Montevideo, enero de 1959

Por Manuel Suárez Suárez
martes 05 de enero de 2021, 10:43h

El primero de enero de 1959 llevaba viviendo en la capital uruguaya poco más de un mes ya que había desembarcado el 27 de noviembro de 1958. Creo que tener cinco años ayudó mucho a que enseguida fuese un niño más (un botija) en aquel lugar lleno de alegría. Hai que reconocer el acierto de mi padre en hacerle caso a su amigo Ramón de Castromil que fue quien lo empujó a embarcar en el “Castel Bianco” en 1955. Siendo los dos herreros y muy buenos amigos, deciden asociarse para abrir en Torelo (Vimianzo) un taller. Eran tiempos en que los labradores iban subsistiendo pero con poco excedente para comprar nuevas herramientas de labranza y aún faltaba para que el metal dejase atrás a las tranqueras de madera. Ramón escribe diciendo que en Montevideo, los herreros, podían elegir donde ofrecer sus servicios porque había mucho trabajo.

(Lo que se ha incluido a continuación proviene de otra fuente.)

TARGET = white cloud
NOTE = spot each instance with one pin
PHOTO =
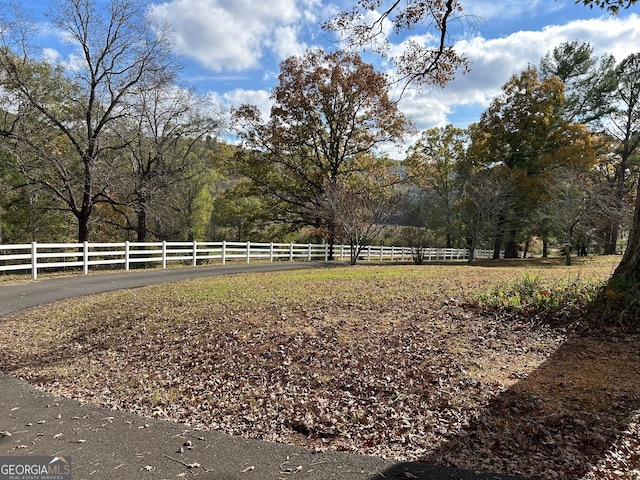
(508, 9)
(494, 61)
(234, 35)
(237, 97)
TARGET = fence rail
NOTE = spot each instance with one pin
(35, 257)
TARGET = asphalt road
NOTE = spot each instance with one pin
(115, 445)
(19, 296)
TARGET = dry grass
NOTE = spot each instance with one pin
(384, 360)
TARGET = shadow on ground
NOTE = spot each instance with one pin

En mis primeros minutos del año nuevo de 1959 en la vereda de la esquina de Pantaleón Artigas e Ipiranga (en el barrio de Aires Puros) quedé asombrado al mirar para un cielo que semejaba una efímera cúpula en la que los dibujos de hermosos colores eran de fuego y pólvora. Durante un cuarto de hora el ruido y el humo de las bombas me hicieron sentir como si estuviese en medio de un fogón del que formaba parte. Hay que subrayar que allí el verano es muy caluroso pero yo tenía “championes” (el calzado deportivo era así denominado por la influencia de la marca estadounidense “Champion”) y también una “remera” (“Polo”) que me permitía una libertad de moviminto que no tenía en mi aldea de Tines ya que, casi siempre, iba con más ropa.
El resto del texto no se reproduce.